A idealização de um morto, sobretudo quando se trata de uma mulher, tende a transformar qualquer tentativa de substituição num duelo viciado, travado entre carne e mito. Quem chega depois se depara com um espectro embalado pela memória coletiva, onde os defeitos dissolvem-se como se jamais tivessem existido. A britânica Daphne Du Maurier compreendeu a potência destrutiva dessa ausência sagrada ao conceber uma figura feminina que reina sem corpo, sem fala, mas com autoridade devastadora.
Em seu romance de 1938, a presença dessa mulher anterior é arquitetada com precisão para jamais se dissipar: ela habita os objetos, atravessa silêncios, corrompe afetos. Não se trata de saudade, mas de imposição. A ficção de Du Maurier não permite descanso àquela que ousa assumir o lugar vago: o trono, apesar de desocupado, permanece inacessível. Cada tentativa de adaptação que se propõe a reviver esse universo se vê diante de um dilema: ou sucumbe à sombra da perfeição anterior, ou ousa profaná-la.
Ben Wheatley, ao dirigir a nova leitura de “Rebecca”, embrenha-se nesse campo minado com uma reverência quase devocional ao texto original. Os roteiristas Anna Waterhouse, Jane Goldman e Joe Shrapnel optam por um caminho de precisão formal, replicando os contornos do romance com zelo arquetípico, como se temessem desfigurar o desenho gótico de Du Maurier. O início em Monte Carlo é, porém, o primeiro deslocamento estratégico: ali, a jovem protagonista, ainda sob domínio da tirânica Van Hopper, é posicionada como uma vítima das desigualdades sociais de uma Europa mergulhada na instabilidade pré-guerra. O roteiro introduz uma tensão latente entre opulência e miséria, que se disfarça nos jantares opulentos e nos corredores dourados embalados por jazz — elementos que, embora visualmente encantadores, desviam parte da gravidade emocional do original. A Manderley desta adaptação continua a ser uma prisão disfarçada de palácio, mas o que antes era um drama íntimo e psíquico ganha tons de espetáculo, o que nem sempre joga a favor da narrativa.
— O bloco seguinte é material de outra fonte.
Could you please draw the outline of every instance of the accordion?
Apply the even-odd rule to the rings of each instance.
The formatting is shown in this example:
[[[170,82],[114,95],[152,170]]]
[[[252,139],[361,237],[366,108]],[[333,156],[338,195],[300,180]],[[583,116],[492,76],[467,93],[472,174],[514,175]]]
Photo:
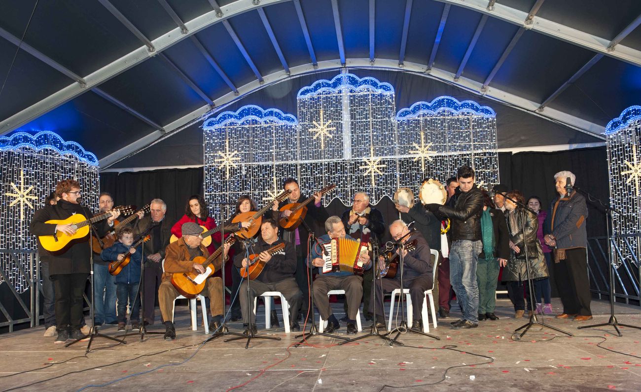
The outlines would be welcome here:
[[[363,263],[360,256],[367,253],[367,243],[351,238],[332,238],[322,245],[325,262],[322,273],[344,271],[355,275],[363,275]]]

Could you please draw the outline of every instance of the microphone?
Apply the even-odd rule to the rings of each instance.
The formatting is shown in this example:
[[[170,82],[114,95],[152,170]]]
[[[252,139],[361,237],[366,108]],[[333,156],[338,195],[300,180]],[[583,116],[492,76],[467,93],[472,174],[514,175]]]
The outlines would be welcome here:
[[[565,197],[569,197],[570,193],[572,193],[572,190],[574,189],[574,186],[572,185],[572,182],[570,180],[569,177],[565,177],[565,192],[567,194],[565,195]]]

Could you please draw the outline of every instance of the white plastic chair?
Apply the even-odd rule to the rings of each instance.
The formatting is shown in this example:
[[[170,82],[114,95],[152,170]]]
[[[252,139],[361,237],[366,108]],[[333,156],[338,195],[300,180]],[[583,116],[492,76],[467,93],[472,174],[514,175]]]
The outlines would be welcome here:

A escolha de Lily James para o papel da nova senhora De Winter acrescenta ambiguidade ao que originalmente era ingenuidade. A personagem, que em Du Maurier é notoriamente anônima e apagada, aqui ganha contornos de determinação mal contida, como se carregasse uma inquietude anterior à própria experiência em Manderley. Essa decisão, embora audaciosa, enfraquece parte da tensão central: ao suavizar a transformação da personagem de menina assustada em mulher soterrada por fantasmas, o filme perde o efeito de espiral que a narrativa original cultivava com maestria. Já Armie Hammer, como Maxim, flutua entre o charme e a opacidade, encarnando um homem esmagado pela culpa, embora sem alcançar a densidade trágica que Laurence Olivier deu ao personagem em 1940. No entanto, é Kristin Scott Thomas, como a governanta Danvers, quem sustenta o eixo emocional mais pungente da adaptação: sua devoção à memória da antiga senhora da casa flerta com um desejo nunca nomeado, um amor inconfesso que transforma o luto em vingança passiva.
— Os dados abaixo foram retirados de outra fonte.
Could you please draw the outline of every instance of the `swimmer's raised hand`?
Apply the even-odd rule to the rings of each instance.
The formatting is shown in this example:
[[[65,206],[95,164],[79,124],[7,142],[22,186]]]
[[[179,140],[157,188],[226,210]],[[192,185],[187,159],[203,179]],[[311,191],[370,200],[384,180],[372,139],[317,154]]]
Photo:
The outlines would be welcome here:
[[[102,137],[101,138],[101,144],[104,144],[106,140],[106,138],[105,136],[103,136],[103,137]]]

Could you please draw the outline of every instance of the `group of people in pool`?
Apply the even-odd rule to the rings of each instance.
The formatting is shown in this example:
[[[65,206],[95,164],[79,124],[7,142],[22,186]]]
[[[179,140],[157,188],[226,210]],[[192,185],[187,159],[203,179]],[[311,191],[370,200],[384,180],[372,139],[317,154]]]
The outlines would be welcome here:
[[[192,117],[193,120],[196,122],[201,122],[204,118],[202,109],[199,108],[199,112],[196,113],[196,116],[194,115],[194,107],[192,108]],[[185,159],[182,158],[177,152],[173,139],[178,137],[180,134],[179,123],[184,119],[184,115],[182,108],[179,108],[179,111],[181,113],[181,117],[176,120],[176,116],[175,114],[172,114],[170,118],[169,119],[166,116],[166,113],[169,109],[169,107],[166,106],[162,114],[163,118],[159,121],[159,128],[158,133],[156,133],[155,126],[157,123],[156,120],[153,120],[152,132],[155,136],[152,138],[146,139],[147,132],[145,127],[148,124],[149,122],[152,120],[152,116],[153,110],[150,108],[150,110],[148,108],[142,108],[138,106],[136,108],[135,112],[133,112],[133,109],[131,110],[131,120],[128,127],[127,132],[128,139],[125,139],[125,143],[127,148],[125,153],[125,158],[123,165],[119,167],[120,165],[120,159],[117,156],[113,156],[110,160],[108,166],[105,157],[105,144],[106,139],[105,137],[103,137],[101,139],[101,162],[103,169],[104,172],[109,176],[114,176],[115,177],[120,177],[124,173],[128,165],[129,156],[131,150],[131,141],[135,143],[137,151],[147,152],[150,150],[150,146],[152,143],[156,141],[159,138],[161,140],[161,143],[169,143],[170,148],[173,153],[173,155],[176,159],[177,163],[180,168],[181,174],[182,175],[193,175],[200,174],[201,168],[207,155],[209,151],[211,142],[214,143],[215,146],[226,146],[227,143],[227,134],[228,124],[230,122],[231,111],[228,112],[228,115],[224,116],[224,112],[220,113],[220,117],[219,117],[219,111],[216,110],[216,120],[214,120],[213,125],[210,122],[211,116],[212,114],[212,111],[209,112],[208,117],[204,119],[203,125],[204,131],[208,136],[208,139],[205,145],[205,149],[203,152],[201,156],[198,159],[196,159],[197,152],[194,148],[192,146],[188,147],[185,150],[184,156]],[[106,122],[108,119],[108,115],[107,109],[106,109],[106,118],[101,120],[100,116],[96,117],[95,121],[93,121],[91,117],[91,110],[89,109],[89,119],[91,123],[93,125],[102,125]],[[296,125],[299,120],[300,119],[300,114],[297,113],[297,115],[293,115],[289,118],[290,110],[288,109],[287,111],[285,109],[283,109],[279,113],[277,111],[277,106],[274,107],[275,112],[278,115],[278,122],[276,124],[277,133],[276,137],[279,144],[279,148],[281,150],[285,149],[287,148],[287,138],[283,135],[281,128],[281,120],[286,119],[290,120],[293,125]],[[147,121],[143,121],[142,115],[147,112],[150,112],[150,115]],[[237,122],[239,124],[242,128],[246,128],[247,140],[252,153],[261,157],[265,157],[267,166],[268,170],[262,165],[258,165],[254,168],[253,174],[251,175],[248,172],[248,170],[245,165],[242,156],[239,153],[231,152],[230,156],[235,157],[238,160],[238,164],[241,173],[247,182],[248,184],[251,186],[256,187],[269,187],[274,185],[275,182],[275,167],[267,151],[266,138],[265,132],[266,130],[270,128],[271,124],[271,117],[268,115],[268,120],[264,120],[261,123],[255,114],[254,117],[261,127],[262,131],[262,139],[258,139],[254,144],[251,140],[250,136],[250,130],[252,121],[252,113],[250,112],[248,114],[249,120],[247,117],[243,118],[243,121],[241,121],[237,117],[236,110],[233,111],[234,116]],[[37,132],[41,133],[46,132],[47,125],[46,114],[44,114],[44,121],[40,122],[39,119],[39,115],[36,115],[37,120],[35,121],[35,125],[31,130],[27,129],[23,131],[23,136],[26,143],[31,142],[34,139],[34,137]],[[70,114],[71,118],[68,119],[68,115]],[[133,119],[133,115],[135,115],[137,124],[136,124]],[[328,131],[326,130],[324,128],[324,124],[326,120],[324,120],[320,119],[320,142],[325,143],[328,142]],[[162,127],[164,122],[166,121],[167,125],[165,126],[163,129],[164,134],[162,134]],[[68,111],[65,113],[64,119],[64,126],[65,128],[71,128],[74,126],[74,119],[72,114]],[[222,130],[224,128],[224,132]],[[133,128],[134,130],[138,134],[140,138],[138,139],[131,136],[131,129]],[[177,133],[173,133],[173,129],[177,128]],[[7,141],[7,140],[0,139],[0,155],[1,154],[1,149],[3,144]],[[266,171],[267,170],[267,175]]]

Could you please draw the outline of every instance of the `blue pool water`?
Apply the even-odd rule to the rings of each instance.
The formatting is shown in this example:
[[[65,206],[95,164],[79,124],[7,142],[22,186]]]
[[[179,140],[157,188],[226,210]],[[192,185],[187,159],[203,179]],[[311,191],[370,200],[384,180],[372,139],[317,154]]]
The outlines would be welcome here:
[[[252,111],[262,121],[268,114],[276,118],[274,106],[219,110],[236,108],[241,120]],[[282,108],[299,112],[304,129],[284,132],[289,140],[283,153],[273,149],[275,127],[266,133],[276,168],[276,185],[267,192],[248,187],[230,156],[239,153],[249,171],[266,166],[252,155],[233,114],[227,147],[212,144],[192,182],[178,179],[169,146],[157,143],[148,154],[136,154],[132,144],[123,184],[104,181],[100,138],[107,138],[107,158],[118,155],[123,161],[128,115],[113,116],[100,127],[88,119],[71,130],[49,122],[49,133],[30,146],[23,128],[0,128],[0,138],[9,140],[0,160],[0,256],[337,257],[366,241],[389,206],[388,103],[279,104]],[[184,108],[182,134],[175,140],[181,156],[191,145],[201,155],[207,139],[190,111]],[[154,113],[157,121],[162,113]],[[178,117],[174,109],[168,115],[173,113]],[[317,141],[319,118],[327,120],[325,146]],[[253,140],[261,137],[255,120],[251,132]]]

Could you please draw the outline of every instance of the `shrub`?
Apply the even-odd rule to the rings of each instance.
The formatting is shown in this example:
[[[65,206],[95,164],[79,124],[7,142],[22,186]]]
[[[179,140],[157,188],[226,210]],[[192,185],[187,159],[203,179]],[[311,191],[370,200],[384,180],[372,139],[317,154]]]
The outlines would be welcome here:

Esse elo não nomeado — entre Danvers e Rebecca — é o nervo silencioso que ainda pulsa sob as sucessivas releituras da história. Wheatley não o escamoteia, mas tampouco o enfrenta de frente. A atmosfera sufocante da casa, as alucinações que a nova esposa vivencia, as humilhações disfarçadas de cortesia — tudo isso permanece. Mas a intensidade é amortecida por uma estética asseada demais, que reluz onde deveria corroer. O drama, que deveria implodir internamente, por vezes se transforma em uma coreografia previsível de opressão. O maior mérito do filme, no entanto, está em não permitir que a ausência de Rebecca se resolva: ela continua a ser uma entidade que ninguém vê, mas todos obedecem, inclusive os vivos. A questão, afinal, nunca foi quem ela foi, mas o que sua idealização destrói. E nesse ponto, mesmo com tropeços, a adaptação encontra um fôlego sombrio suficiente para manter viva a maldição que Du Maurier arquitetou — não sobre uma casa, mas sobre toda tentativa de substituição.